Znakomici aktorzy i piękne poetyckie kino. Podziwiałem nade wszystko pomysł reżyserski i kapitalną rolę chłopaka! Zaskoczył mnie i to bardzo pozytywnie Bruce Willis swoją oszczędną grą bez jego typowych min i uśmieszków! Brawo za za rolę bez gwiazdorzenia także dla Nortona! Super Film!
Ave RoTel Zdecydowanie się zgadzam. Ale mimo wszystko nie dałem tej 10, w sumie nie wiem czemu;>
Też nie dałam, bo jednak 10 rezerwuję dla filmów-arcydzieł. To kino świetne, cudowne, ale czy arcy... Nie jestem pewna, może czas i powtórne obejrzenie za parę lat zweryfikuje moją ocenę.

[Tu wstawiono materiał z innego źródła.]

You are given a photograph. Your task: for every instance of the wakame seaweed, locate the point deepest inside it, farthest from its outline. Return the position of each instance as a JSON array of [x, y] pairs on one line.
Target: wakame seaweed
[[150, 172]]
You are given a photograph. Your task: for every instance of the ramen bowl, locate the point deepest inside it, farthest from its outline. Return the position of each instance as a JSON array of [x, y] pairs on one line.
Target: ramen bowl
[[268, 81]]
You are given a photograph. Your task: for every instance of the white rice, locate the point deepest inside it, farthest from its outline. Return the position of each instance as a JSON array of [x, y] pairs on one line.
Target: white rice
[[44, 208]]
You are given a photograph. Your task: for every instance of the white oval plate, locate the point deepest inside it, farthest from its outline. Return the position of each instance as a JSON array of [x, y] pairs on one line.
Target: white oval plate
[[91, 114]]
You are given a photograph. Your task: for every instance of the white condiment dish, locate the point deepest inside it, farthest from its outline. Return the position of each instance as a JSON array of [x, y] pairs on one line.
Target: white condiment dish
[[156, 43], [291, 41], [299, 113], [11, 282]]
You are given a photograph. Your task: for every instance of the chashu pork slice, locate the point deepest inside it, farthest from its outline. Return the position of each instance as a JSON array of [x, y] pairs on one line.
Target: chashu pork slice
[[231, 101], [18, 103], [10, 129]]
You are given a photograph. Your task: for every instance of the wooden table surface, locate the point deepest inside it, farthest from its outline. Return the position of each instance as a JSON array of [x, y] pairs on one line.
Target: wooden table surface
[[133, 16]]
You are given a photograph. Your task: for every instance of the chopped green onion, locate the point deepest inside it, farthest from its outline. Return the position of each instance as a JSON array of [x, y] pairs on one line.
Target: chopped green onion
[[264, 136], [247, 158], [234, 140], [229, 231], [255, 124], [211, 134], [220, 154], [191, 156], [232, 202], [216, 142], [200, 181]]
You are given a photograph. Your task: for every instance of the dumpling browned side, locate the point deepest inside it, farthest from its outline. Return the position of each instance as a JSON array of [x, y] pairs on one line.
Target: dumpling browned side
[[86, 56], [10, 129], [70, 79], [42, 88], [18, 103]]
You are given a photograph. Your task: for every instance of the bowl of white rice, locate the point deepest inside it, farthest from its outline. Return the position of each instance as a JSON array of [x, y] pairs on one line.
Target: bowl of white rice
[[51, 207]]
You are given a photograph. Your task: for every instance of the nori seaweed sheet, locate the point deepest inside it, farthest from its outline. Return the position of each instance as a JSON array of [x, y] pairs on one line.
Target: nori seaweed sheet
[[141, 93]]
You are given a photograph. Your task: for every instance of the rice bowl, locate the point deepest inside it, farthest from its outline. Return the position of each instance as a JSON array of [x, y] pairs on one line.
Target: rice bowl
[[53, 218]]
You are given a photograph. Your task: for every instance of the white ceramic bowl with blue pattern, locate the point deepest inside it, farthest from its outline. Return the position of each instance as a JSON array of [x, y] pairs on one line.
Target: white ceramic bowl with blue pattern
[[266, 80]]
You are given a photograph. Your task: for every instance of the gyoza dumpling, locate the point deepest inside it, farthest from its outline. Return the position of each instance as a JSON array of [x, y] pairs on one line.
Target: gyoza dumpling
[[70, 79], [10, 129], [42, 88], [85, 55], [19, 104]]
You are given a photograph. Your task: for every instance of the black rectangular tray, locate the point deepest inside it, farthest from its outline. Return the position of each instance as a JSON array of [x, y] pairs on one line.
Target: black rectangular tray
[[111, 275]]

Ale sam film godny obejrzenia, wzruszający, ciepły, poetycki, świetnie zagrany i zrobiony z cudnym poczuciem humoru.
Za takim kinem można tęsknić :)
Muszę się dopisać pod tą opinią, ponieważ zgadzam się z dosłownie każdym słowem:) To film, który wzbudza w człowieku cholernie dziwne uczucia - i chyba tęsknota za czymś, co trudno w zasadzie określić, w naprawdę zdumiewającym połączeniu z potężną dawką optymizmu jest tym, co ogarnia człowieka zarówno podczas jak i po seansie.

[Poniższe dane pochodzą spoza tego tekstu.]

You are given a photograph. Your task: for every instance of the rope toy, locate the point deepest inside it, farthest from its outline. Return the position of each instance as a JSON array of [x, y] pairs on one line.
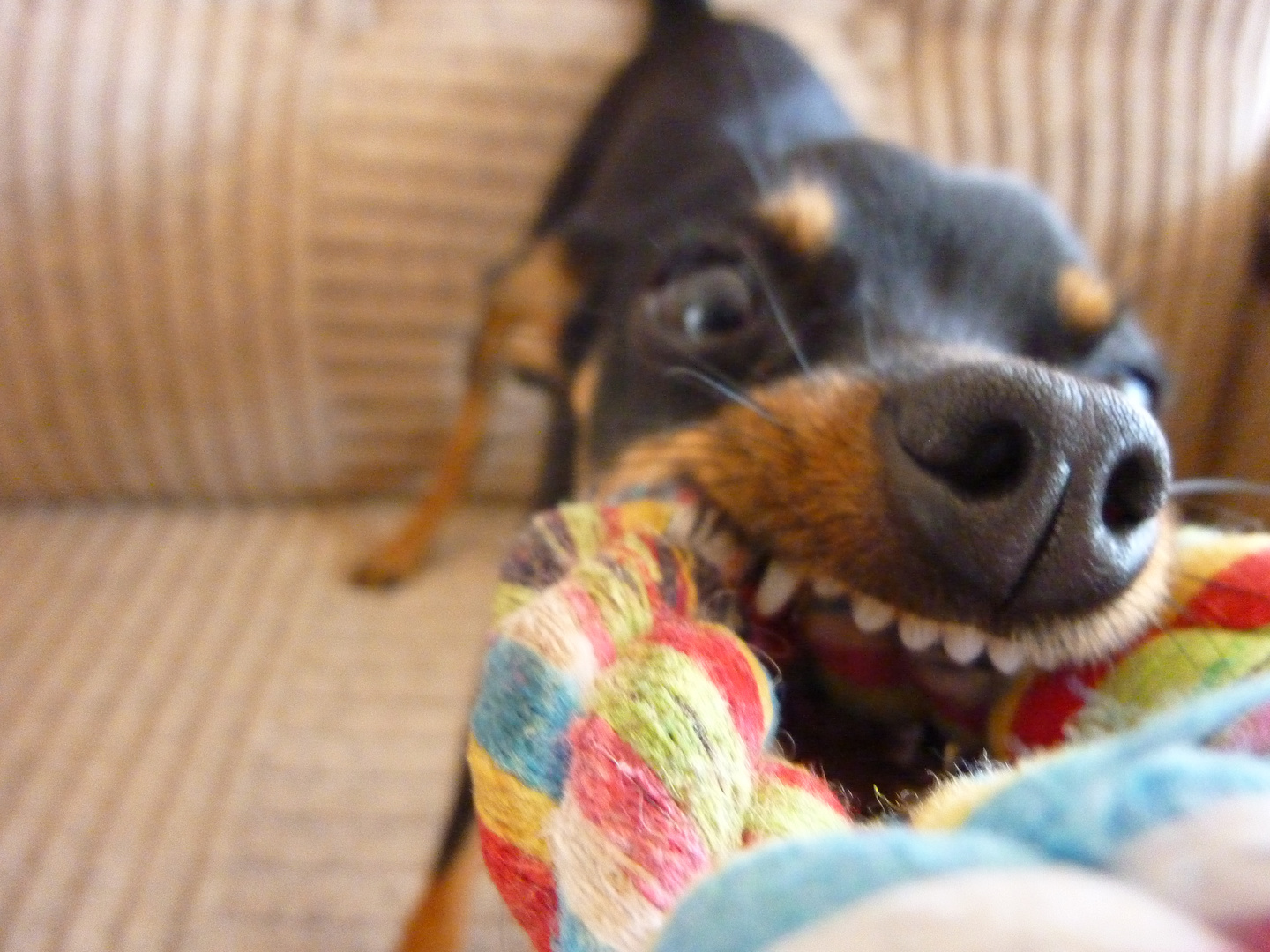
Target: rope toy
[[629, 795]]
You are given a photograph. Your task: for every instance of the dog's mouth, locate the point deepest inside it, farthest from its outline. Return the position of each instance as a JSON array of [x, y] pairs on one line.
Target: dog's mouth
[[833, 562], [832, 614]]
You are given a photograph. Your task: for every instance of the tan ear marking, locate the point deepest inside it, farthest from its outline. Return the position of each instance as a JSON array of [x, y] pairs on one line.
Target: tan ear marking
[[534, 299], [1085, 301], [803, 212]]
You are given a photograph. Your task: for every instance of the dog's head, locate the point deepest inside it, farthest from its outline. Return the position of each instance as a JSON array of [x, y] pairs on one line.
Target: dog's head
[[905, 385]]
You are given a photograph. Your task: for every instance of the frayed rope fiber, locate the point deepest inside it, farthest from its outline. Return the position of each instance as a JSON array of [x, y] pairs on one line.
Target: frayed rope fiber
[[621, 741], [629, 798]]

Wzruszajacy, cieply, poetycki, to bardzo trafne okreslenia. Poczatkowo ten film wydal mi sie troche dziwaczny i ciezko bylo mi go jakos zaklasyfikowac. Mlodzienczy romans poetycki, ten termin chyba opatentuje :) Koncowa scena, jak chlopak wychodzi przez okno (w mundurze island police:) i oboje spogladaja na siebie, w akompaniamencie klimatycznej muzyki jest znakomita.
śliczny!!! Ostatnio okazało się że poczucie humoru Wesa Andersona działa jak placebo :) - leczy całe zło. Ten film chyba nie ma minusów. Za finezję i inteligencję do 10-tki dodaję serduszko, a Wes osiągnął status jednego z moich ulubionych reżyserów.
Swietny film, ale moim zdaniem polski tytul filmu jest przekombinowany. Nie mogli zostac przy oryginale?
Do Twojej opinii o grze Bruce Willisa mam uwagę. Do Hollywood nie biorą aktorów złych. Tam co najwyżej mają dla nich złe role. Willis to od zawsze dobry aktor, który wie, jak grać złe role. Ja się do niego przekonałem po "Naiwniaku"
Ja bardzo lubię,bardzo doceniam i bardzo szanuję pana Willisa a mój najbardziej ukochany film z Brucem to "Fajerwerki próżności" - znakomity film i genialna rola Bruca Willisa i świetny scenariusz. Ale dla przykładu film pod nazwą "Paragraf 44" jak i rola Willisa to po prostu porażka. Moim zdaniem Willis im gra bardziej oszczędnie tym gra lepiej. Czasami też popada w schematyzm ale to zdarza się prawie wszystkim najlepszym. Dla mnie aktorem numer 1 i to od lat jest Al Pacino, który co by tu nie pisać jest absolutnym fenomenem kina! Następny w kolejce to Jacek Nicholson ale jeżeli chodzi o mężczyzn aktorów to Willis będzie w mojej pierwszej dwunastce. Pozdrawiam i dziękuję za komentarz
Napisałeś dużo o Willisie i na pewno masz rację. O "Fajerwerkach próżności", których nie oglądałem, będę pamiętał. Ja jednak pójdę w innym kierunku. Jest taki aktor, znany raczej z złych ról, to Tom Cruise.Ale aktor to wybitny, co pokazał w "Magnolii". Trzeba tylko zachęcić Cruisa, Willisa do dobrych filmów a oni się odwdzięczą, wszystkim, co mają. To jest potencjał dziesiątków aktorów z Hollywood.